Monday, Jun. 05, 1978
Compromise
The basis of energy politics
A needlepoint sampler with the phrase THE BASIS OF POLITICS IS COMPROmise used to decorate House Speaker Thomas (Tip) O'Neill's office. Now it sits in Energy Secretary James Schlesinger's office, a trophy of a limited but significant victory last week in the bitter war over energy policy.
By close votes--congressional compromises tend not to be unanimous--Senate and House conferees approved a plan to phase out federal price controls on natural gas. Fondling the needlepoint, Schlesinger exulted: "This is the end of the Thirty Years' War." It has indeed been 30 years since the first attempt to deregulate gas prices, but this last battle began 13 months ago, when the President sent his energy proposals to Congress. The conference committee had been wrestling with the problem for six months.
Political compromise being an expression of the possible, the plan bears little resemblance to Carter's original proposals. Despite campaign promises, the President had opted for continued regulation at a price raised in stages from $1.49 to $1.75 per 1,000 cu. ft. The House basically agreed with his plan, but the Senate voted to remove regulation.
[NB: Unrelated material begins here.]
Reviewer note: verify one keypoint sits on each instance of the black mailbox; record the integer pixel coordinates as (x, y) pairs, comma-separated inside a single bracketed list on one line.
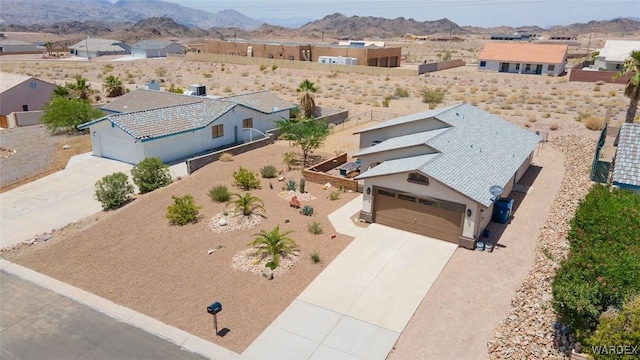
[(214, 308)]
Drawing from both proposals, the conference decided to raise the price immediately to $1.75 and remove controls in stages, ending them by 1985. The compromise permits either Congress or the President, after a six-month wait, to reimpose controls for 18 months until 1988.
Congress now seems to agree on four parts of the long-delayed energy package: gas-price deregulation, the promotion of conservation, measures to encourage industrial conversion to coal and a drive for reform of utility rates. But it may be July before staffers translate the agreements into legislative language, and even then there will be tough floor fights in both houses. There could even be a recurrence of last fall's Senate filibuster on the issue of deregulation.
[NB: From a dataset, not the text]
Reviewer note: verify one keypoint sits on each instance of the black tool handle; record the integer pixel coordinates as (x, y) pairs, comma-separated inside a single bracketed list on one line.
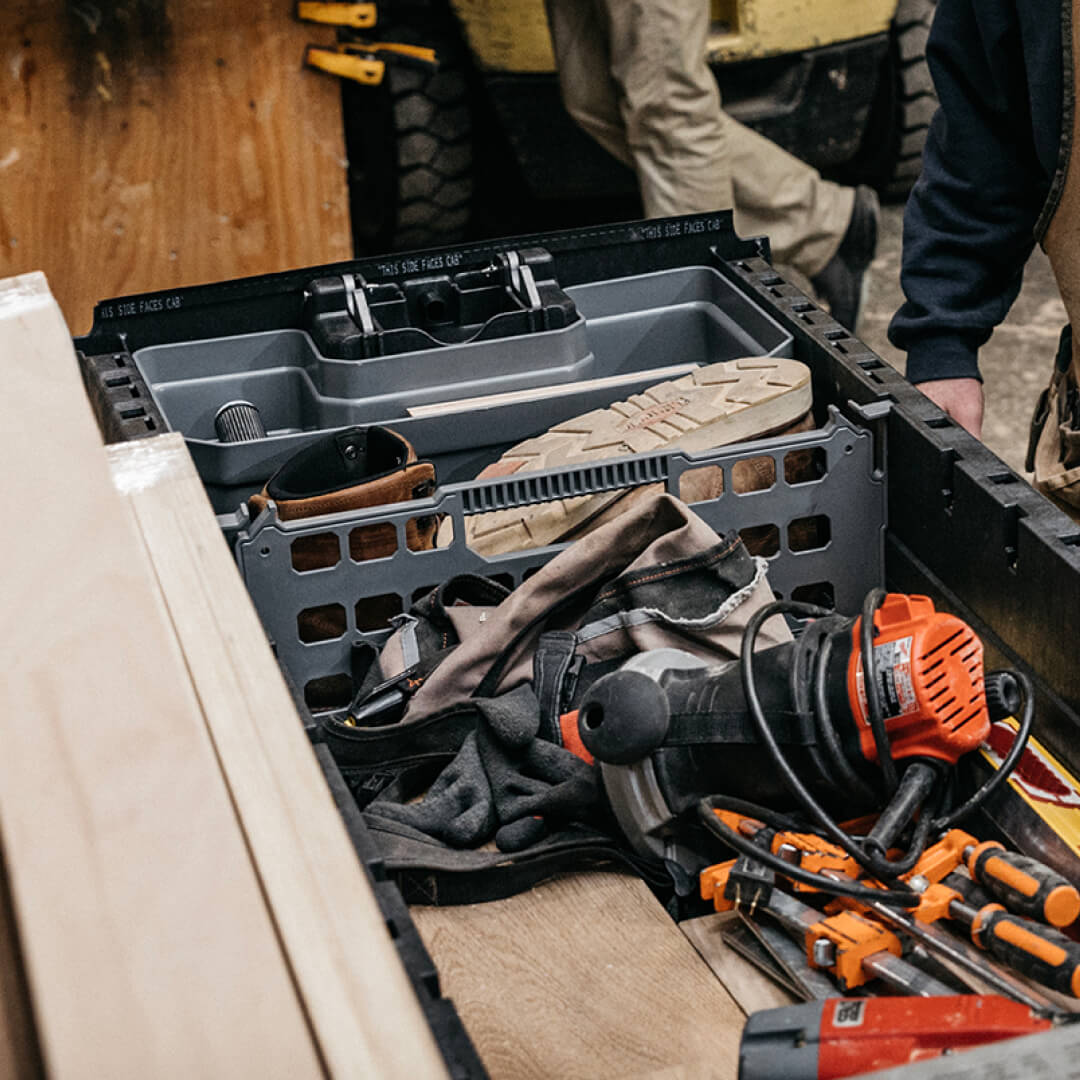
[(1044, 955), (1025, 886)]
The fifth part of the package, which Carter called "the centerpiece" of his program, is a tax on crude oil aimed at boosting domestic prices to the world level in order to promote conservation and raise production. This would end the controversial bureaucratic swamp of "entitlements" under which refiners of domestic crude oil subsidize refiners who use more expensive imported oil. No one gives this proposal much chance of passage, however, despite the determination of House leaders to keep on pressing. A new tax, especially one that may raise consumer prices on such a basic commodity, is hardly likely to find many supporters in Congress, given the mood of the country in this election year.